Apache Airflow¶
Workflow orchestration and pipeline scheduling.
| URL | https://orchestrator.akko.local |
| Authentication | Keycloak SSO (akko realm) |
| Helm sub-chart | airflow (Apache community chart) |
Overview¶
Apache Airflow is the orchestration engine of the AKKO platform. It schedules and monitors data pipelines as Directed Acyclic Graphs (DAGs), providing a visual UI for tracking runs, inspecting logs, and managing task dependencies.
Airflow is pre-configured with:
- A Trino connection for SQL queries against the Iceberg catalog
- A Spark Connect integration for distributed ETL jobs
- The OpenLineage Airflow provider for lineage tracking
- A demo DAG (
akko_e2e_pipeline) that exercises the full lakehouse flow
Pre-Configured DAG: akko_e2e_pipeline¶
The platform ships with an end-to-end demo DAG that demonstrates the complete lakehouse pipeline:
Pipeline Steps¶
| Task ID | Description |
|---|---|
upload_csv_to_minio |
Generates 12 sample sales rows (products, regions, prices) and uploads a CSV to s3://akko-warehouse/raw/sales/sales_sample.csv |
spark_csv_to_iceberg |
Connects to Spark via Spark Connect (sc://spark-connect:15002), reads the CSV, adds a revenue column, and writes to iceberg.demo.sales partitioned by region |
verify_with_trino |
Queries the Iceberg table through Trino to verify row counts, revenue by region, and top products |
pipeline_summary |
Logs a summary with total rows ingested, total revenue, and regions covered |
Running the DAG¶
- Open
https://orchestrator.akko.local - Log in with Keycloak (e.g.,
alice/ admin password) - Find
akko_e2e_pipelinein the DAG list - Toggle the DAG to Active (unpause)
- Click Trigger DAG to run it manually
Manual trigger only
The demo DAG has schedule=None -- it does not run on a timer. Trigger it manually from the UI or via the Airflow CLI.
OpenLineage Integration¶
Airflow is configured with the OpenLineage provider, which emits lineage events for every task execution. This tracks which datasets are read and written by each task, enabling end-to-end lineage visibility.
Currently, lineage events are sent to the console transport (logged to stdout). This is useful for development and debugging.
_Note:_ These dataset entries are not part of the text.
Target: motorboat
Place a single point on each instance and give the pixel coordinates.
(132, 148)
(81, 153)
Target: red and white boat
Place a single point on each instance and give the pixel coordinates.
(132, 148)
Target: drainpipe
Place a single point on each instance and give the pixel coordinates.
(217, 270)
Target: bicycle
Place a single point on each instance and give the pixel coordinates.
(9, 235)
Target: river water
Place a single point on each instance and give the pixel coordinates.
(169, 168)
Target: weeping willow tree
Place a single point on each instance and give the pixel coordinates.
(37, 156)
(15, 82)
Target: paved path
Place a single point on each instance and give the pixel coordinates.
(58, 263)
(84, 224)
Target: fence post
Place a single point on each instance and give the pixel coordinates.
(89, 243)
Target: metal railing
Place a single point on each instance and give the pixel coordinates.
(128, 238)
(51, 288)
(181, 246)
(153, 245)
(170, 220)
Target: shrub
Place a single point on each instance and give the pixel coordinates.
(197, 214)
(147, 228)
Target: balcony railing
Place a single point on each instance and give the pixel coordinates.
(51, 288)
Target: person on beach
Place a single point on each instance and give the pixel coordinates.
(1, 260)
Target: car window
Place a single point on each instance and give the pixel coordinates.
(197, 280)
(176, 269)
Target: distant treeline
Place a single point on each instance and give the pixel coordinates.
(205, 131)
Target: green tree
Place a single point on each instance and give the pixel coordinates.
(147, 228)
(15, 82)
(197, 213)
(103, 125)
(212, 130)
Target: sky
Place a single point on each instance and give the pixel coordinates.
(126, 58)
# Lineage events appear in the Airflow worker logs
kubectl logs -f deploy/akko-airflow -n akko | grep openlineage
Future: HTTP transport
A planned improvement is to switch from console transport to HTTP transport, sending lineage events directly to OpenMetadata or Marquez for centralized lineage visualization.
DAGs Directory¶
DAGs are stored in the airflow/dags/ directory on the host and mounted into the Airflow container:
To add a new DAG, simply create a .py file in this directory. Airflow detects new DAG files automatically (default scan interval: 30 seconds).
Writing a Custom DAG¶
A minimal AKKO DAG that queries Trino:
from airflow import DAG
from airflow.operators.python import PythonOperator
from datetime import datetime
def query_trino(**kwargs):
from trino.dbapi import connect
conn = connect(host="akko-trino", port=8080, user="airflow", catalog="iceberg")
cursor = conn.cursor()
cursor.execute("SELECT COUNT(*) FROM iceberg.analytics.customers")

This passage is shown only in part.